Une centaine de mètres de long, dix de large et plusieurs impacts de bombes: le "Keith", un destroyer britannique gisant au fond du chenal de Dunkerque depuis son naufrage lors de l'opération Dynamo en 1940, a été localisé par les archéologues. A bord de leur navire de recherche, ils recensent ce patrimoine.
Le navire de guerre apparaît en 3D sur l'écran de Mark James, géophysicien d'Historic England, agence gouvernementale britannique participant à cette campagne de relocalisation des épaves, menée par le Département français des recherches archéologiques subaquatiques et sous-marines (Drassm).
Le sondeur multifaisceaux, accroché sous le bateau, mesure la profondeur des eaux permettant de créer "un modèle 3D des fonds marins, des épaves et débris qui peuvent s'y trouver", explique le géophysicien.
"C'est émouvant de voir le bateau apparaître à l'écran, ces épaves représentent un héritage culturel partagé entre l'Angleterre et la France", témoigne-t-il.
Malgré "son volume important", cette épave va "petit à petit disparaître", souligne Cécile Sauvage, archéologue du Drassm et co-responsable de l'opération débutée le 25 septembre. Les répertorier permet de "sauvegarder la mémoire de ces navires et l'histoire humaine qui existe derrière ces naufrages".
L'opération Dynamo, notamment immortalisée par le film Dunkerque en 2017, s'est déroulée du 26 mai au 4 juin 1940: prises en étau dans le nord de la France par les troupes allemandes, les forces alliées ont cherché à évacuer vers l'Angleterre.

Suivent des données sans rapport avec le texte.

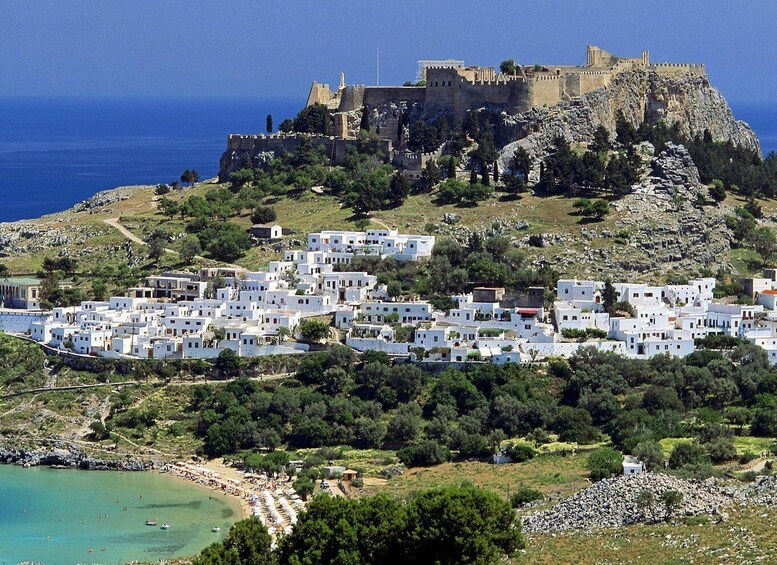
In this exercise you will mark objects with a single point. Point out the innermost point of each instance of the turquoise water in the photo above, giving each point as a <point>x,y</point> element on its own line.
<point>83,510</point>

En neuf jours, pas moins de 338.220 combattants - en majorité britanniques mais également français (123.000) et belges (16.800) - ont été évacués dans des conditions inouïes à bord de diverses embarcations - navires militaires, chalutiers, ferries, remorqueurs...
Soixante kilomètres séparent Dunkerque et Douvres en empruntant le trajet le plus court, mais celui-ci était à portée des canons ennemis installés à Calais.
"Entre 1.000 et 1.500 navires de tous types ont fait la traversée", et 305 ont coulé à cause "des bombardements, des torpilles ennemies, des mines mais également des collisions provoquées par la panique de l'opération", raconte Claire Destanque, archéologue, co-responsable de l'opération.
Près de 5.000 soldats ont péri noyés, selon l'historien dunkerquois Patrick Oddone.
- "305 histoires" -
Pendant trois semaines, les deux archéologues appuyés par deux géophysiciens ont quadrillé la mer du Nord pour faire l'inventaire de ces navires disparus, une première dans les eaux françaises.
Ces épaves ont déjà été localisées par des plongeurs bénévoles de la région, mais les archéologues devaient confirmer les emplacements et les confronter aux données d'archives pour officialiser leur identification.
Sous un soleil automnal, l'équipage fait ensuite route vers un cargo français d'une centaine de mètres de long, le "Douaisien". Venu d'Algérie pour décharger de la marchandise à Dunkerque, il avait été réquisitionné pour évacuer 1.200 soldats. Mais à peine était-il parti du port qu'il avait coulé, touché par une mine, relate Claire Destanque.
La chercheuse pointe sur l'écran l'impact de la mine, visible plus de 80 ans après le naufrage: "en connaissant l'histoire qu'il y a derrière, c'est très émouvant".
A l'issue de cette campagne de détection, 27 épaves de l'opération Dynamo ont été identifiées avec certitude, annoncent les archéologues.
Trois autres épaves ont également été localisées mais "au vu des restes très abimés", il faudra "les expertiser en plongeant" lors d'une deuxième phase de recherche en 2024, pour s'assurer de leur identification.
L'objectif d'une telle campagne de recherches "est de mieux localiser et connaître ces vestiges", explique Cécile Sauvage. Il s'agit aussi "de mieux les protéger, notamment lors d'un projet d'aménagement - comme un parc éolien - qui pourrait les détruire".
Un parc éolien est en projet depuis plusieurs années au large de Dunkerque.
C'est également l'occasion de faire connaître ce patrimoine au public: "Dynamo est un jalon important de la Deuxième guerre mondiale", beaucoup moins connu en France qu'il ne l'est en Grande-Bretagne, fait-elle valoir.
Ces épaves disparues représentent "305 histoires dans la grande Histoire", souligne Claire Destanque.